Hari Budha Magar's Journey to the Top of the World
Hari Budha Magar was severely wounded by a bomb blast in Afghanistan that left him fighting for his life. This is his story...
Tell us a bit about your childhood... I was born in a very remote part of Nepal, so joining the British Army was a way out. The selection was tough, but I was lucky to be one of the 230 chosen from 10,000 applicants. I was 19 years old and very proud. It was a big honour and a chance for me to build a better life.
How were you injured? I was on my first tour of duty in Afghanistan. We were on patrol and had been chatting to the locals and giving children sweets. Suddenly, there was a loud bang and I had ringing in my ears. At first there was no pain, but there was dirt and dust in the air and I heard someone shout: ‘ Man Down! Man Down! ’ I didn’t immediately register it was me, but then I realised I had been blown up. When I looked down my right leg wasn’t there and my left leg was dangling – it was just skin and bone. There was lots of shouting and my mouth went really dry as the blood started coming out of my wounds. I can remember the guys shouting: ‘ Stay awake, stay awake! ’
What went through your mind? I had time to wonder if I would survive, but I also worried about what the guys in my patrol were going to do. I was second in command, so who would look out for them for the rest of tour? They relied on me and I felt I had let them down. I thought of my family and realised it was a race against time to save me. They put tourniquets on me to try to stem the bleeding. I was dragged across the ground and put into a helicopter where medics cut off my uniform, which was soaked in blood. The next thing I remember was waking up in a hospital bed in Camp Bastion.
That must have been very hard to deal with... It was. My arm was in plaster and was being held up by a pulley. I didn’t have the courage to look under the blanket at my legs. I knew that my life would never be the same. The previous day, I had been in charge of a group of soldiers, on the verge of promotion with a long career in front of me. Now, I was a double amputee and my career was over. I thought about my wife and if she would stick with me now that I was an amputee. I also worried how I would look after my three children. I felt very depressed.
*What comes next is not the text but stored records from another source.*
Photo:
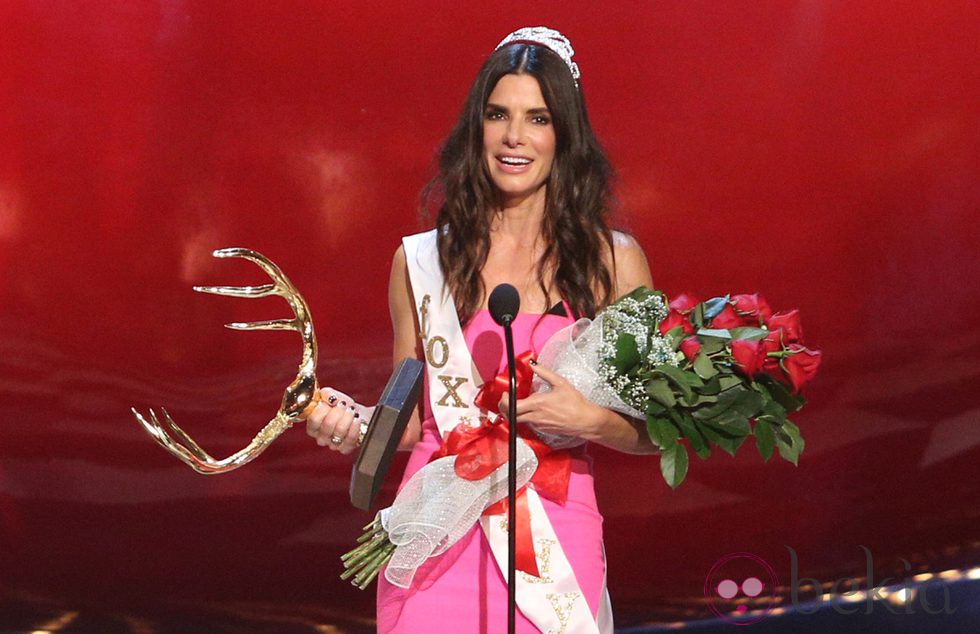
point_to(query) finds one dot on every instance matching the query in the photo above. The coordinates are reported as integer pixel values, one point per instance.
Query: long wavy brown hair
(574, 228)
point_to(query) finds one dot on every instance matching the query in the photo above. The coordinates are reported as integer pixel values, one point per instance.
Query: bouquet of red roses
(734, 369)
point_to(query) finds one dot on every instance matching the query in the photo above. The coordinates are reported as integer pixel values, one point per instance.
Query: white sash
(553, 602)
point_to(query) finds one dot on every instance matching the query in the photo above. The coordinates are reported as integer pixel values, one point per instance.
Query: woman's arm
(336, 420)
(406, 340)
(564, 410)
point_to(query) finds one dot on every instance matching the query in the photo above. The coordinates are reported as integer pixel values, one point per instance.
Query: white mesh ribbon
(575, 352)
(436, 508)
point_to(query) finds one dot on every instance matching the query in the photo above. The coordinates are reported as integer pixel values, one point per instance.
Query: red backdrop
(824, 153)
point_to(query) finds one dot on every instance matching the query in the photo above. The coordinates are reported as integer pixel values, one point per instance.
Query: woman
(524, 190)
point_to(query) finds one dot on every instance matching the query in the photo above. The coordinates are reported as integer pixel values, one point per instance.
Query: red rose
(683, 303)
(727, 318)
(801, 366)
(772, 343)
(747, 357)
(691, 347)
(789, 323)
(753, 307)
(675, 319)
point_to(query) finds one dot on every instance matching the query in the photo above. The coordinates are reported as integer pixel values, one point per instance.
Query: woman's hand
(563, 410)
(336, 421)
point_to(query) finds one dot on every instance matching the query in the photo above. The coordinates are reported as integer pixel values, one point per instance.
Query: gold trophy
(301, 396)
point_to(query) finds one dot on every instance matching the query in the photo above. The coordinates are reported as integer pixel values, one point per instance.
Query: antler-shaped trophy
(300, 397)
(387, 423)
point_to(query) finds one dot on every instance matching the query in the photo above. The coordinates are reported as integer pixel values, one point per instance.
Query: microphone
(504, 302)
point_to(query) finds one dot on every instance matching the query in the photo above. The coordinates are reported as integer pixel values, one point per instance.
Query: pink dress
(463, 590)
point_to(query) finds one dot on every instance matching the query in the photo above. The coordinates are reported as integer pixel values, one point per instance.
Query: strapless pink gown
(463, 590)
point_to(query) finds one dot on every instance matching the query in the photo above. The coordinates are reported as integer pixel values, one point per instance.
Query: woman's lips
(511, 168)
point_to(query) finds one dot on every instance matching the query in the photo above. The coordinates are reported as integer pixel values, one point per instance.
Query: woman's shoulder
(631, 266)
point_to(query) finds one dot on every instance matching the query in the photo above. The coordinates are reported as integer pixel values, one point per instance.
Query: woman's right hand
(336, 421)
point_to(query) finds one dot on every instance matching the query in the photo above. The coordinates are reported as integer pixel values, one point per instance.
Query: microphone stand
(511, 481)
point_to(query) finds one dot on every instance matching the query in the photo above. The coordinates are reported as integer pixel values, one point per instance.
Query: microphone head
(504, 302)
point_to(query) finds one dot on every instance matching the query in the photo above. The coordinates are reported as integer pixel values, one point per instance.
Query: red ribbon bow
(482, 449)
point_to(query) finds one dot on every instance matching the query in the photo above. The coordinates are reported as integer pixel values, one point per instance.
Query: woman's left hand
(563, 410)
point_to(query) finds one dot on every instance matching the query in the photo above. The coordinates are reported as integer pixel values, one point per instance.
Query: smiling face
(518, 139)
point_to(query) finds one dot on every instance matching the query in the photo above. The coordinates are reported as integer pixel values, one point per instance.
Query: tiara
(548, 38)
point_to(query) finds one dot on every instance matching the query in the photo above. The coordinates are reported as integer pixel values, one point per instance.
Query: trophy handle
(299, 399)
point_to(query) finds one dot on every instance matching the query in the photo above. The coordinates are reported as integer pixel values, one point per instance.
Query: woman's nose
(515, 133)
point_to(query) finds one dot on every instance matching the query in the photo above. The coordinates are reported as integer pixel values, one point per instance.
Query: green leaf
(714, 306)
(728, 381)
(712, 385)
(794, 433)
(782, 395)
(655, 409)
(627, 353)
(697, 316)
(747, 332)
(662, 432)
(673, 465)
(727, 444)
(677, 377)
(787, 451)
(690, 431)
(675, 336)
(704, 367)
(789, 442)
(731, 425)
(725, 400)
(774, 410)
(764, 439)
(660, 390)
(715, 333)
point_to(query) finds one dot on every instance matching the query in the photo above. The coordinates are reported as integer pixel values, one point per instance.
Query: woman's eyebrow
(532, 111)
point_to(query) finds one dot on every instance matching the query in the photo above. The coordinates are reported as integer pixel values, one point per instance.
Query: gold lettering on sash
(424, 317)
(562, 605)
(443, 348)
(451, 383)
(543, 554)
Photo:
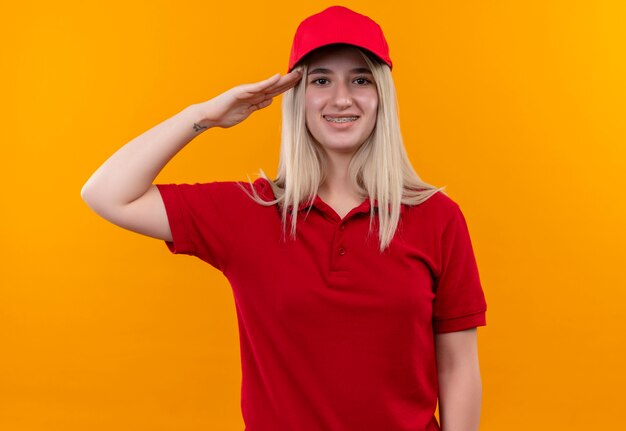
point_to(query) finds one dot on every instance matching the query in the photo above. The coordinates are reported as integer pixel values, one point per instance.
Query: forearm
(460, 398)
(130, 171)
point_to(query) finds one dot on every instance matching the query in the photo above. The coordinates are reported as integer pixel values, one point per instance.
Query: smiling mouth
(340, 119)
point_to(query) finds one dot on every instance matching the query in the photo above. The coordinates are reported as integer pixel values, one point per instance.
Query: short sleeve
(459, 301)
(204, 219)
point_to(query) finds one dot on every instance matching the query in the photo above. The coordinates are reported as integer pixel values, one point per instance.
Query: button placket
(338, 262)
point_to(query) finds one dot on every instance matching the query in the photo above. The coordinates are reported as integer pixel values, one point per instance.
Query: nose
(342, 97)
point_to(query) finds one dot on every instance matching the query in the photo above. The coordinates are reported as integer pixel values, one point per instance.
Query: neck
(337, 183)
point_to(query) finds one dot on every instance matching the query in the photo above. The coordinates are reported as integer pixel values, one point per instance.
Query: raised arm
(121, 190)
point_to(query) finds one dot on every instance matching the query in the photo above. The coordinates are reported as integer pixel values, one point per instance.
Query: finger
(283, 85)
(261, 85)
(278, 90)
(265, 103)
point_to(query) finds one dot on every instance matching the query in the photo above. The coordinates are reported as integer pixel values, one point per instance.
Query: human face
(340, 85)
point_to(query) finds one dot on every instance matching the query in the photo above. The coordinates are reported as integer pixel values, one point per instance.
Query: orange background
(517, 106)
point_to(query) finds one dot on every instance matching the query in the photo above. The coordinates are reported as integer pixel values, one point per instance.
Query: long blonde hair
(380, 169)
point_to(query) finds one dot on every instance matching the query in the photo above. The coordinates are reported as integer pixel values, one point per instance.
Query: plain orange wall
(518, 107)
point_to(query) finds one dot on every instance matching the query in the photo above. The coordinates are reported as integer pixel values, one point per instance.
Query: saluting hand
(236, 104)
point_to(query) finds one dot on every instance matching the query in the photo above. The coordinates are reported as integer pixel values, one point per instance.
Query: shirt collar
(317, 202)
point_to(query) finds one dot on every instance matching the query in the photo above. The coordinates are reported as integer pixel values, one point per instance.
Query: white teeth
(341, 119)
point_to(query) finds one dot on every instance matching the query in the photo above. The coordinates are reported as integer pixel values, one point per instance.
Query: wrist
(199, 118)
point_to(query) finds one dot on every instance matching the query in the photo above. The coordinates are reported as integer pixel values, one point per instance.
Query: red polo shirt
(334, 336)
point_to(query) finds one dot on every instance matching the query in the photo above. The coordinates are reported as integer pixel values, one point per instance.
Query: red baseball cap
(338, 24)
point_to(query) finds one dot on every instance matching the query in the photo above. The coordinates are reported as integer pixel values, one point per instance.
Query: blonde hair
(380, 169)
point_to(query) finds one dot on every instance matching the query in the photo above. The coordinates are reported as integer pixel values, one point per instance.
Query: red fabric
(338, 24)
(334, 336)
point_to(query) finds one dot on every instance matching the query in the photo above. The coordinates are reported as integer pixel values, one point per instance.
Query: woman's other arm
(121, 190)
(460, 386)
What was your rehabilitation like? I found it really difficult. I had to learn the skills most people take for granted – how to stand, balance and walk, how to make a cup of tea and get dressed. At first, I couldn’t do anything and had to rely on my family to do everything for me. I got angry with myself for getting injured. I had surgeries to repair my stumps but I was disillusioned. I started to drink heavily and it got to the point where I tried to take my own life. I didn’t think there was anything left. I wasn’t a soldier any more. I was totally lost.
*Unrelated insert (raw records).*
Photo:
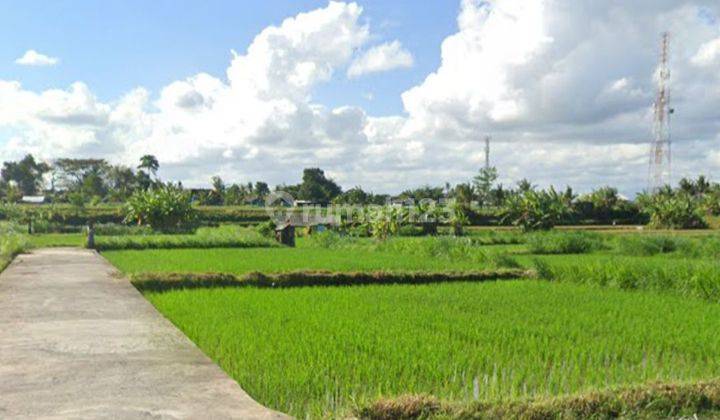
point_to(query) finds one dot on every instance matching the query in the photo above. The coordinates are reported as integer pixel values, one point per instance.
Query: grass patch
(170, 281)
(326, 351)
(651, 401)
(49, 240)
(12, 242)
(222, 237)
(690, 278)
(557, 242)
(274, 260)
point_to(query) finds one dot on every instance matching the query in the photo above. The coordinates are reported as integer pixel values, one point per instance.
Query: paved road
(78, 341)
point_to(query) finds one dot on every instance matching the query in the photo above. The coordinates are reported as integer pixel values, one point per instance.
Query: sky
(383, 94)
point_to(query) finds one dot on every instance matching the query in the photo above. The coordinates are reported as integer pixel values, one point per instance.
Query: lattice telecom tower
(660, 151)
(487, 152)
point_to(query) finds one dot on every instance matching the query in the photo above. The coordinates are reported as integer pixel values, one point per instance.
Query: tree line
(82, 181)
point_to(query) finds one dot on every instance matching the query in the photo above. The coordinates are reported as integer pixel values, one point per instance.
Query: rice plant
(321, 352)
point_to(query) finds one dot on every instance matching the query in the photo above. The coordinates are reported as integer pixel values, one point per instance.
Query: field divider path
(77, 340)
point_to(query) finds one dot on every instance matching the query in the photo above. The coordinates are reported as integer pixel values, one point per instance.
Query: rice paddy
(600, 311)
(324, 351)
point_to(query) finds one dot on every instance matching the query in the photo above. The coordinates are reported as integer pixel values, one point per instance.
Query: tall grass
(320, 352)
(12, 242)
(223, 237)
(705, 246)
(691, 278)
(441, 248)
(557, 242)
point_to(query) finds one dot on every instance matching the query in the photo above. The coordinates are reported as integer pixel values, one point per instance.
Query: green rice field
(602, 311)
(324, 351)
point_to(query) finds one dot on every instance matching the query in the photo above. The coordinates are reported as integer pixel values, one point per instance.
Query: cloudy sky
(383, 94)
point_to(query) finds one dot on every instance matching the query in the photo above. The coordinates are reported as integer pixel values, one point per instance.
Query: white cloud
(383, 57)
(708, 54)
(566, 102)
(34, 58)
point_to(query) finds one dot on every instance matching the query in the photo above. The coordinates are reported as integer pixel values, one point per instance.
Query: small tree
(535, 209)
(484, 182)
(458, 217)
(165, 208)
(673, 211)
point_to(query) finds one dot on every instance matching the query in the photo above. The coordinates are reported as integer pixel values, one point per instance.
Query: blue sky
(566, 102)
(114, 46)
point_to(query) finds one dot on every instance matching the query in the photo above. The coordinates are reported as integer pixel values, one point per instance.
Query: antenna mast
(487, 152)
(660, 151)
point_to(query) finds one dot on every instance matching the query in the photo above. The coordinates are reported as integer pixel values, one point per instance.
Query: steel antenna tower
(487, 152)
(660, 148)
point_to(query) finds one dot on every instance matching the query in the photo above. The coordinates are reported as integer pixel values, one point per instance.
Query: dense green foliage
(12, 242)
(240, 261)
(224, 237)
(674, 211)
(564, 242)
(165, 208)
(320, 351)
(167, 281)
(681, 400)
(536, 209)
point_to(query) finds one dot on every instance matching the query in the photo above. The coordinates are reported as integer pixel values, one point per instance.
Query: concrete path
(78, 341)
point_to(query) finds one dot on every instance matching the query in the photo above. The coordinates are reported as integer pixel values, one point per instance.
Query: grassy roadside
(158, 282)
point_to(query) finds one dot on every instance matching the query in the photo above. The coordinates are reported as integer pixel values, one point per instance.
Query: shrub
(165, 208)
(673, 211)
(564, 242)
(647, 245)
(11, 243)
(266, 229)
(535, 210)
(224, 237)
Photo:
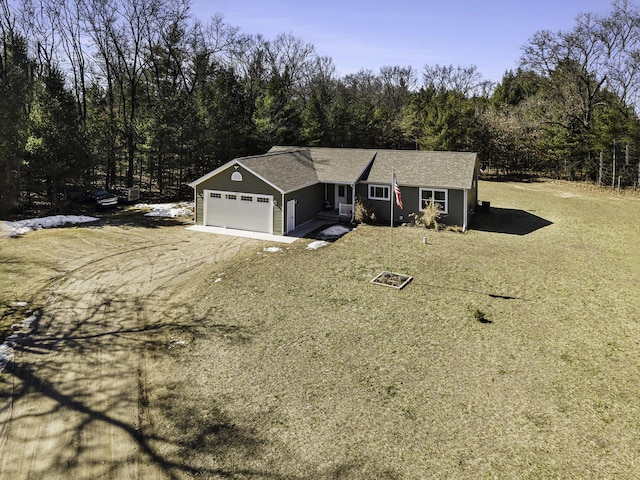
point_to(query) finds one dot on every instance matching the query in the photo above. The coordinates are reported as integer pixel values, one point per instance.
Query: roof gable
(289, 169)
(420, 168)
(334, 165)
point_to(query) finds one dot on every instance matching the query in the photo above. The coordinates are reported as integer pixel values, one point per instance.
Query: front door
(291, 215)
(341, 195)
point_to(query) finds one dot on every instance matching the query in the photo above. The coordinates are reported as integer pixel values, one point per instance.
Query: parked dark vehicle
(103, 198)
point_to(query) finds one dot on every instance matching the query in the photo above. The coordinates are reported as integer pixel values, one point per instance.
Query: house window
(378, 192)
(441, 197)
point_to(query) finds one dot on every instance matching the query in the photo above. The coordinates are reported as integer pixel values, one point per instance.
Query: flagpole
(392, 197)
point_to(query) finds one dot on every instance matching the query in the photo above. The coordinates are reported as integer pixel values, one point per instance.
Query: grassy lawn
(298, 367)
(292, 365)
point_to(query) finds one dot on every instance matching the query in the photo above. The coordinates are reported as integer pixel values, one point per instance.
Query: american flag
(396, 190)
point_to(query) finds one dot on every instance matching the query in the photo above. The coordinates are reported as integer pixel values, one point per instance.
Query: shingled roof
(292, 168)
(418, 168)
(334, 165)
(287, 170)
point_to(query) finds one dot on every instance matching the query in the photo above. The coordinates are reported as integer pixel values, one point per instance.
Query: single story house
(289, 186)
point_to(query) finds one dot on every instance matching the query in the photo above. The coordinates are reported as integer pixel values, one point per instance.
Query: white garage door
(243, 211)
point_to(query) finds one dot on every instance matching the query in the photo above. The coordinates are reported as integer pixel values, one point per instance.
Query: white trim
(224, 193)
(340, 199)
(387, 189)
(230, 164)
(466, 210)
(291, 207)
(445, 210)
How did Blesma help turn your life around? Blesma has done a lot for me. The charity was at my bedside when I got back to the UK. It encouraged me to work hard at my rehab and paid for adaptations to my house and garden, which made life easier for me and my family. The charity took me on adventure trips and I even went skiing with them, which gave me my confidence back and made me realise I could rebuild my life. It is also great to be part of the Blesma community because there is camaraderie and banter – important parts of Army life that I had to leave behind.
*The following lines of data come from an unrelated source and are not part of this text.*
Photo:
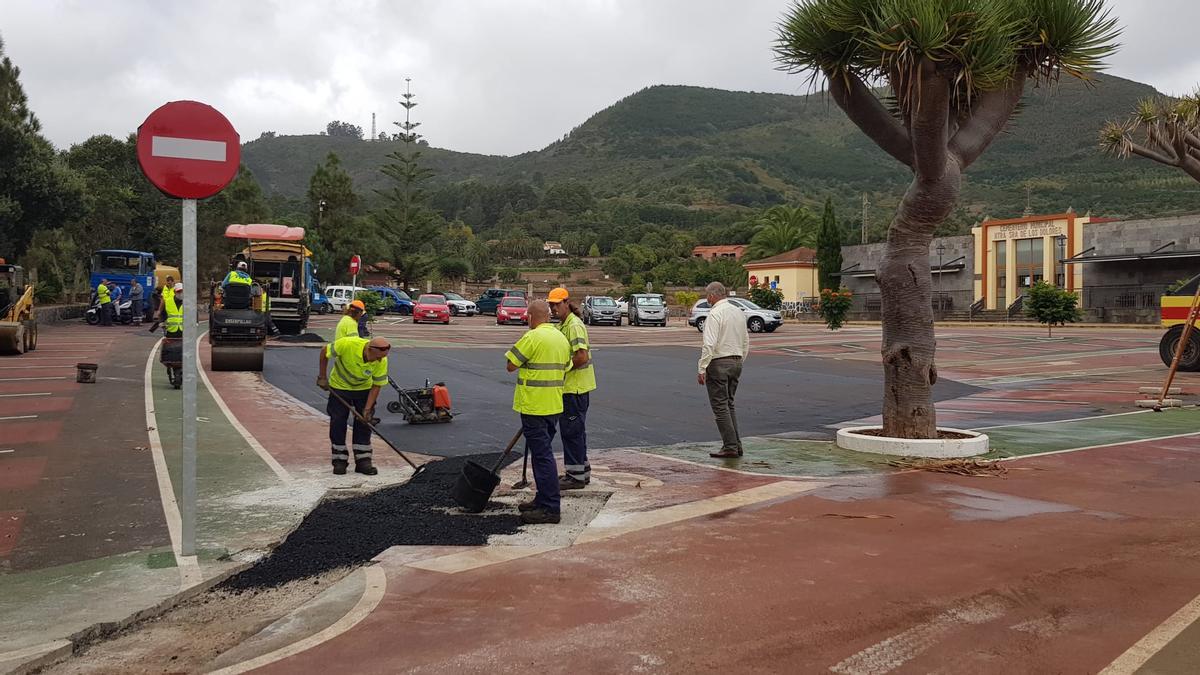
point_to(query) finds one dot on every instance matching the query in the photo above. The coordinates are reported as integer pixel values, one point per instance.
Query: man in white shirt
(726, 345)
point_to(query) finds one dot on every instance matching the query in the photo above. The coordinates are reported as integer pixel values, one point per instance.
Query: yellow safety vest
(543, 356)
(580, 380)
(351, 371)
(347, 327)
(174, 314)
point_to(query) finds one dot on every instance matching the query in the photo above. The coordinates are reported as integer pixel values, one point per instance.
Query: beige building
(793, 273)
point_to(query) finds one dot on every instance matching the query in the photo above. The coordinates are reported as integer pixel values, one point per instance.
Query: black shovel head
(474, 487)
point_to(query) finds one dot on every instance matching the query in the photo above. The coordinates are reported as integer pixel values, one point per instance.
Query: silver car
(757, 318)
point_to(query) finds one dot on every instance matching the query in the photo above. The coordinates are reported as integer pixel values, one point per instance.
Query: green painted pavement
(1032, 438)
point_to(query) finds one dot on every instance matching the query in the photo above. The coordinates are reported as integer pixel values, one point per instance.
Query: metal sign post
(187, 506)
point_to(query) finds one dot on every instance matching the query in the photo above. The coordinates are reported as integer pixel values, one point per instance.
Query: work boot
(365, 467)
(571, 483)
(539, 515)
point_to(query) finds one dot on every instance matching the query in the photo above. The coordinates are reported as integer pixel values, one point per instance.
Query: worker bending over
(540, 358)
(360, 369)
(576, 386)
(348, 326)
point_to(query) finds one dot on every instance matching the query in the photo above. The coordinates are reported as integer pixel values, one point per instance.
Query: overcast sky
(495, 77)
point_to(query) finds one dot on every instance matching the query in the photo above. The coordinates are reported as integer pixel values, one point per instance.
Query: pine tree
(828, 249)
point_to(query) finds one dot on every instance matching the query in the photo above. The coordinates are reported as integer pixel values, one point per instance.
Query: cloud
(496, 77)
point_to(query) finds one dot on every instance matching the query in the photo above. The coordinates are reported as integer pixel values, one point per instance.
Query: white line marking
(1146, 647)
(189, 566)
(187, 149)
(376, 587)
(282, 473)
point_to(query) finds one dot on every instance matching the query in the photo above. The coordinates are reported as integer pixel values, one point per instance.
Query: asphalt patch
(351, 531)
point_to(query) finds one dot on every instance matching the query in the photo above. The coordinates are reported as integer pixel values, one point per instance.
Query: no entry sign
(189, 149)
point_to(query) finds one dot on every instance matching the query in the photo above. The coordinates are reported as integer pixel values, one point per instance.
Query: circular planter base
(852, 438)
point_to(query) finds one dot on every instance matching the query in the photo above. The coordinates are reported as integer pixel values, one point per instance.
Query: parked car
(491, 298)
(460, 305)
(340, 296)
(757, 318)
(394, 299)
(600, 309)
(647, 309)
(513, 310)
(431, 308)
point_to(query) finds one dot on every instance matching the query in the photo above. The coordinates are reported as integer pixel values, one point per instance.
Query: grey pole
(187, 505)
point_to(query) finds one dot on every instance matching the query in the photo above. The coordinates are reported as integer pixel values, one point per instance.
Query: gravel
(351, 531)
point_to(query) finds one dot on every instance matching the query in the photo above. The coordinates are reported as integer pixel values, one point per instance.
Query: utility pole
(864, 217)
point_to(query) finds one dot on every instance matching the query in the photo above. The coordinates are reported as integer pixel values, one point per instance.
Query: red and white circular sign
(189, 149)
On top of the world with Blesma’s help Hari became the first double above-knee amputee to summit Mount Everest in May, having trained for the attempt for five years as well as lobbying officials in Nepal to overturn a ban on people with disabilities climbing Everest. Blesma supported Hari in his record-breaking attempt. “After losing my legs in 2010, I spent years struggling with difficult thoughts and feeling like I had nothing to offer the world,” said Hari. “Almost 15% of the world’s population have some kind of disability. If, after reading my story, someone finds a purpose to live before they give up, I would be very happy that I made a small difference. “Without Blesma’s help, I would never have been able to stand on the top of the world. Now that I have, I want to inspire people to have full, independent lives and not be held back by their disability.”